I have a ready supply of batteries. I just need to make something convenient to change them out periodically. Additionally , the tags identifying the batteries, stay on the batteries. When they are exhausted I can bring them back in to work and have them disposed of properly. It's a pretty good deal.

Additionally, I had posted this on Outbackers and a member there had brought up the Solar Panel charging (which I had not even thought of...I don't know why..). Panels set up on the roof would take care of charging needs and swapping to LED's where applicable also saves.

I don't do a lot of dry camping. In fact it has been a long time since I have. Maybe it's a little bit of disaster preparedness on my part that has brought this idea around. Some recent storms have made me think about what I can do in case something bad happens and I need to get out of dodge.

We were spared the brunt of Sandy. But had the high pressure system not been where it was, driving Sandy into New York and New Jersey..Massachusetts / NH / Maine coastal areas would have suffered the same devastation. Although I am about 15 miles in from the coast, the effects from a storm like that..well I know what would happen to my area.

In anycase this is all good input! Thank you all so far! I think I am going to give this a shot. And you are right KTMracer, weight is going to be something to consider. I am guessing, picking one of these batteries up (12VDC 7.0AH NiCad) is about 2+ lbs each. A battery pack the size I am talking about is going to be heavy. AND I need the dimensions of the space I have for storage of it.

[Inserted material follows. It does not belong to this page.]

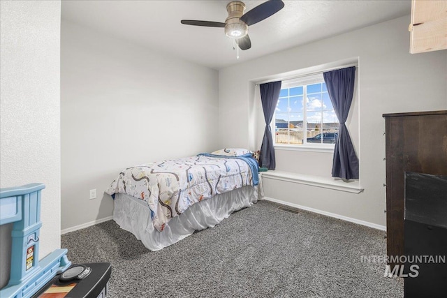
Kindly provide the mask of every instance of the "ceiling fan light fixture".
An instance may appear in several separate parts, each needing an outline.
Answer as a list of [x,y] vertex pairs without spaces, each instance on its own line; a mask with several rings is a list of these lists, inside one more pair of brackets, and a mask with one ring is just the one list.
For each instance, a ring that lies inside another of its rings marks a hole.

Ehh! something to keep the juices flowing during the long cold winter months!


----------



## KTMRacer (Jun 28, 2010)

egregg57 said:


> The plant I work at uses all sorts of NiCad batteries. They are changed out frequently and on a very conservative rotation. There is a lot of batteries that are available for a person to get a custody sheet for and reutilize. Cost = labor to walk them out to my truck. The largest being vehicle size batteries @ 75AH currently I have a stack of 12 12VDC @ 7AH and 16 12VDV @ 3AH batteries in my shop. That does not scrape even the surface of the battery recycle bin. Across the hall there are 4 APC UPS battery packs wired to deliver 108VDC each at 27AH.
> 
> I have a ready supply of batteries. I just need to make something convenient to change them out periodically. Additionally , the tags identifying the batteries, stay on the batteries. When they are exhausted I can bring them back in to work and have them disposed of properly. It's a pretty good deal.
> 
> ...


Looks like a great opportunity for some experimentation Let us know how it works out. NiCADS are pretty easy to charge and can deliver lot's of current when needed. Worth a try given the price and availability!!


----------



## cdawrld (Jul 31, 2011)

With the sub c class NiCad you could create battery packs that fill the rear bumper or under the sofa or in the frame rails. Put the weight where you want it. Think Tesla.


----------